Сам того не сознавая, он снова вляпался в дерьмо, от которого всю жизнь бежал, и проклинал себя за то, что согласился на эту работу. Он знал все это мальчишкой – оплеухи чуть что, побои, которые запугивают и порабощают, кулачные расправы, в которых начинаешь в конце концов находить удовольствие. Стадный инстинкт, толкавший на все большие свинства: засветить в глаз парню просто потому, что он носит белые штаны или футболку ненавистной тебе группы; потому что у него есть телефон, который ты хочешь, или кроссовки, о которых ты мечтаешь. Все это он знал. Все это он делал. Он отнюдь этим не гордился и ненавидел себя всякий раз, когда ему вспоминалось заплаканное лицо того мальчонки в одних носках. Он делал это и поклялся себе, что больше никогда не будет, никогда больше не воспользуется силой, чтобы унижать и помыкать. Ту пару кроссовок он выбросил, заливаясь слезами, в мусорный бак возле дома. Понял, что не сможет их носить. Никогда.
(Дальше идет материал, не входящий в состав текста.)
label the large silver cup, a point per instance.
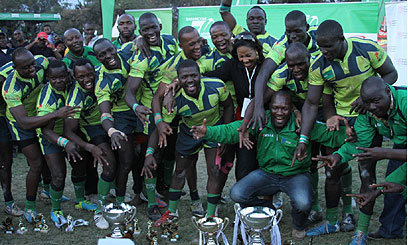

На следующий же день он решил избегать своих уличных дружков и начал вырабатывать собственный моральный кодекс.
Уважать себя и уважать других.
Поступать по справедливости.
Бить, только если тебя к этому вынуждают.
Быть честным, не ловчить и не скрывать свои мысли.
Жить так, чтобы без стыда смотреть себе в глаза каждое утро и каждый вечер.
И он свято этого держался. Он залпом проглотил «Хагакурэ»[6], а до этого на всю ночь прилип к экрану перед Ghost Dog[7], фильмом Джима Джармуша. Форест Уитакер в роли начинающего самурая из Нью-Джерси стал для него образцом. С годами его кодекс прирос еще многими статьями, которые он знал наизусть и регулярно повторял про себя, как мантру преображения. Однако, удаляясь от копировальной лавки, Паоло невольно думал, что пережитые события, пусть даже это не его вина, отбросили его на десять лет назад. Он не хотел смириться, нет, не хотел сказать себе, что это в порядке вещей, что это его жизнь. Он знал, что его способность сохранять хоть какое-то подобие душевного равновесия в таком окружении более чем ограничена, и это подтачивало его изнутри. Если однажды он отступится, если предаст свою интуицию, свой кодекс, то долго не продержится, разорвется на лету или упадет с крыши.
В ту ночь он два с лишним часа добирался от площади Гамбетта до квартала Гут д’Ор пешком, силясь заглушить свою совесть кальвадосом и кокаином. Шел, согнувшись. Ночь была короткая и бурная. Его демоны заполонили улицы, распространяя страх в сердце города, как вестники, посланные в небытие. Назавтра он позвонил Пипо и сказал, чтобы тот на него больше не рассчитывал.
Он смотрит на телефонный номер. Узел уже здесь, чуть ниже солнечного сплетения. Телефон звонит, это Шала.
– Паоло, как ты?
– Чувствую себя, будто меня сшиб тридцатишеститонный грузовик и переехал паровой каток, а так вполне в форме, а ты?
– Как ты добрался домой? Я немного беспокоился, честно говоря.